I see services that are starting to hint at this. In the realm of written media, some version of this has been going on for a while. Time shifting tools like Instapaper and Pocket are very popular tools, and curation and summary services like Long Reads and Circa are pointing in this direction. But I think we’ll see this theme take hold in a bunch of other areas. As a parent for young children, I experience the need and see it in the experience of my friends. We have tons of content out there about our kids – they reside on blogs, Facebook, Instagram, etc. and are flying through our social graphs at lightning speed. The need to share and record is well solved, but are we really building the kind of collection of memories that we are taking these photos or videos for in the first place?
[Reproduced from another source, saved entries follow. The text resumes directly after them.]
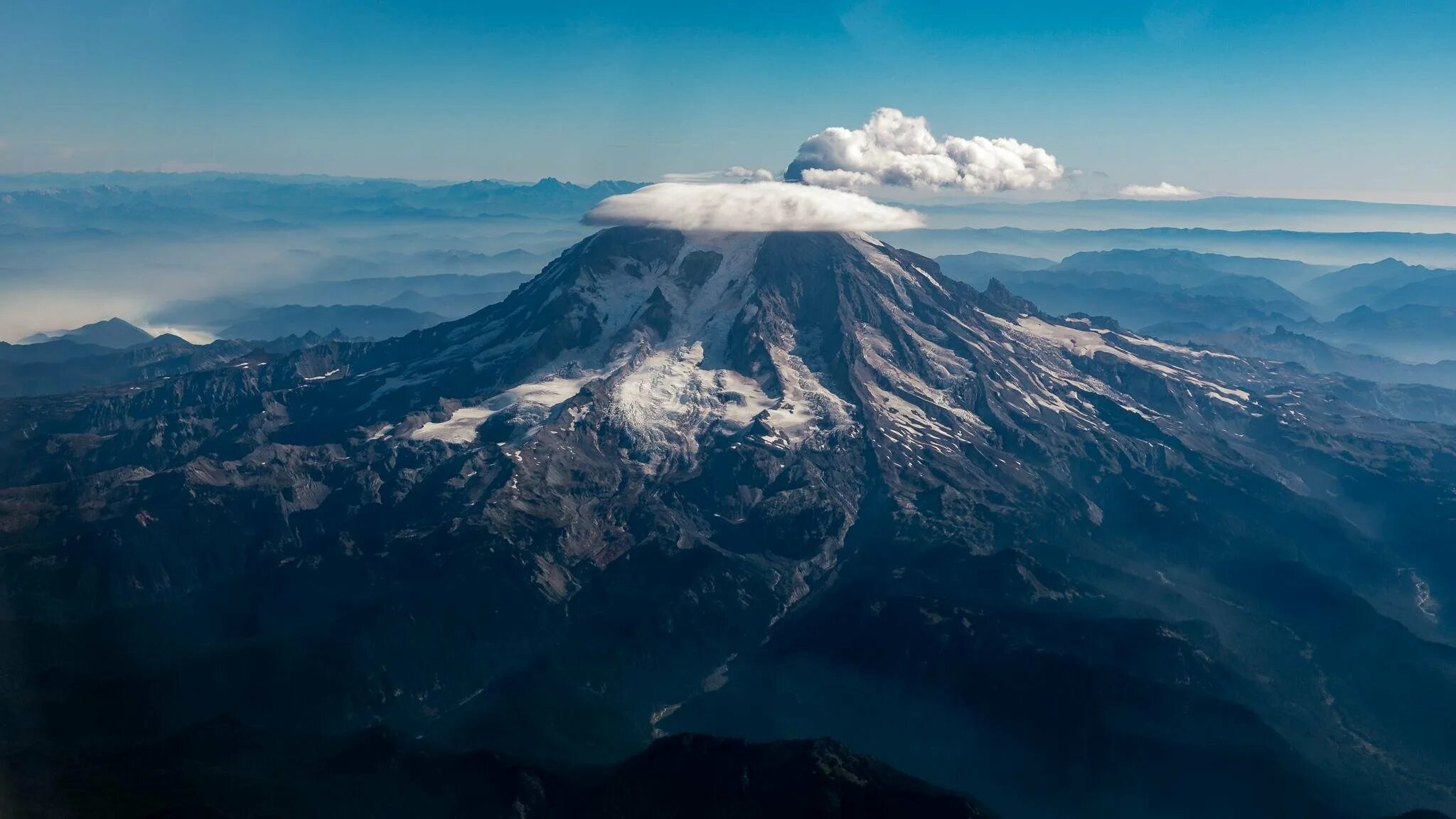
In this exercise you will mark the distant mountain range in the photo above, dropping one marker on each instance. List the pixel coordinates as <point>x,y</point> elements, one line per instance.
<point>108,333</point>
<point>765,487</point>
<point>1327,250</point>
<point>65,366</point>
<point>219,201</point>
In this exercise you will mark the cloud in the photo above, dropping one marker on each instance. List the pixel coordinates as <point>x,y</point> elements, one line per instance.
<point>736,172</point>
<point>1160,191</point>
<point>750,208</point>
<point>756,173</point>
<point>899,151</point>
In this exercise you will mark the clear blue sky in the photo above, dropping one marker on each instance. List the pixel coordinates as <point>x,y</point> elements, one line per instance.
<point>1283,98</point>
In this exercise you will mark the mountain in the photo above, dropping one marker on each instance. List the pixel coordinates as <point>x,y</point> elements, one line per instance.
<point>450,306</point>
<point>111,333</point>
<point>1388,283</point>
<point>1251,287</point>
<point>375,773</point>
<point>358,321</point>
<point>1322,251</point>
<point>1438,291</point>
<point>62,366</point>
<point>450,295</point>
<point>1308,352</point>
<point>769,487</point>
<point>980,266</point>
<point>1189,269</point>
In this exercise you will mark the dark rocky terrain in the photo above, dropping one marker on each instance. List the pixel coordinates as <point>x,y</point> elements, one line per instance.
<point>222,769</point>
<point>775,487</point>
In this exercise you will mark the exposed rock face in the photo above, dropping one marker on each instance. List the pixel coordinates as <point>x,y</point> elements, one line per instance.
<point>761,486</point>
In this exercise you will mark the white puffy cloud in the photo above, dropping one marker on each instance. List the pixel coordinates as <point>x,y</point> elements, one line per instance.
<point>750,208</point>
<point>756,173</point>
<point>899,151</point>
<point>737,172</point>
<point>1160,191</point>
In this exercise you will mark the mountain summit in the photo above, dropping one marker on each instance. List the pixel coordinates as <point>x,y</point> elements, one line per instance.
<point>772,486</point>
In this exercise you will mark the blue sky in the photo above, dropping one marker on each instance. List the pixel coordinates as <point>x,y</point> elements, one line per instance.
<point>1276,98</point>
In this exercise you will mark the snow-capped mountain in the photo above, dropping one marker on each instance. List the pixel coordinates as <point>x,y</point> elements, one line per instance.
<point>790,484</point>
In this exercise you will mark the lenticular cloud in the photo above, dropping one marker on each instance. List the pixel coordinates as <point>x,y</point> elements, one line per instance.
<point>749,208</point>
<point>1160,191</point>
<point>899,151</point>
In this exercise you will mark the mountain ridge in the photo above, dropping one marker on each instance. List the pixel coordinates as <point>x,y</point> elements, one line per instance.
<point>628,494</point>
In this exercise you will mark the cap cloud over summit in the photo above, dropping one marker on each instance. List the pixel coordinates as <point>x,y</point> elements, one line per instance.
<point>897,151</point>
<point>750,208</point>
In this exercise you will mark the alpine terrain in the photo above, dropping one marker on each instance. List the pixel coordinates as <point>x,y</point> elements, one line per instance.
<point>771,487</point>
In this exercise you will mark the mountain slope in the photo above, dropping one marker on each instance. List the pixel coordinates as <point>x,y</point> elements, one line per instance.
<point>560,523</point>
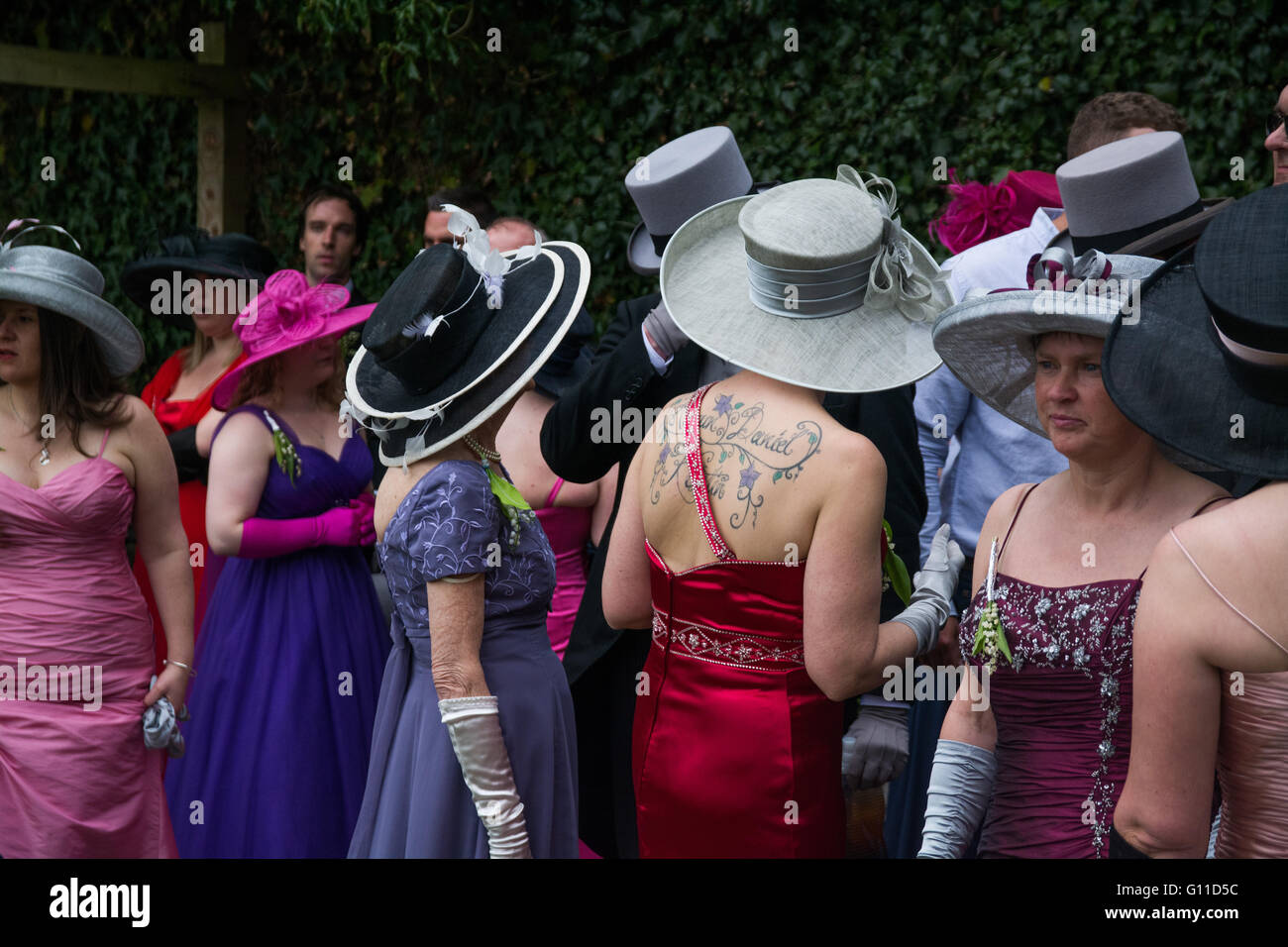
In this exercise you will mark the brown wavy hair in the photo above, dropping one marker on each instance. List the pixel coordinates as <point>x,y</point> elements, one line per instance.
<point>75,385</point>
<point>261,379</point>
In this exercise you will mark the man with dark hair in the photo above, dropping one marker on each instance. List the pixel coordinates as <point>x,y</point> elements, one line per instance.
<point>464,197</point>
<point>331,232</point>
<point>1120,115</point>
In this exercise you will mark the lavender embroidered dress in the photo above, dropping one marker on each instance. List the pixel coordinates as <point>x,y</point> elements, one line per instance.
<point>416,802</point>
<point>288,671</point>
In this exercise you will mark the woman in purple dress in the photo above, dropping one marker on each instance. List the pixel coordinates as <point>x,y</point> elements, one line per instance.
<point>1038,753</point>
<point>475,751</point>
<point>292,641</point>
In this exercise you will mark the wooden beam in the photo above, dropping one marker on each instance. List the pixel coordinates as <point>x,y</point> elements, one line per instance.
<point>222,187</point>
<point>91,72</point>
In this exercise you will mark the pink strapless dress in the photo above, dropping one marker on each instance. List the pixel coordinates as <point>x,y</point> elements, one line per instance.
<point>568,530</point>
<point>75,783</point>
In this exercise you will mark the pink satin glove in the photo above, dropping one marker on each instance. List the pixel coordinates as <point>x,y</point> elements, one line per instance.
<point>343,526</point>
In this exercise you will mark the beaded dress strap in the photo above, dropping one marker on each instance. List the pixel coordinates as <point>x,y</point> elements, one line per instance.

I often hear parents lament that they are concerned about storage and security when it comes to family photos. To, me that is a case of articulating a concern that is the symptom, not the actual problem. If I could guarantee 100% security and free storage for images forever, do you really think that we’ll go into our cloud in 10 years and sift through 10,000′s of photos to share memories with our kids? I submit that the beauty of photo albums and wedding slideshows is not in the volume of images, but in the selection, curation, and organization of images in a way that turns content into stories… and in turn use those stories to revive memories.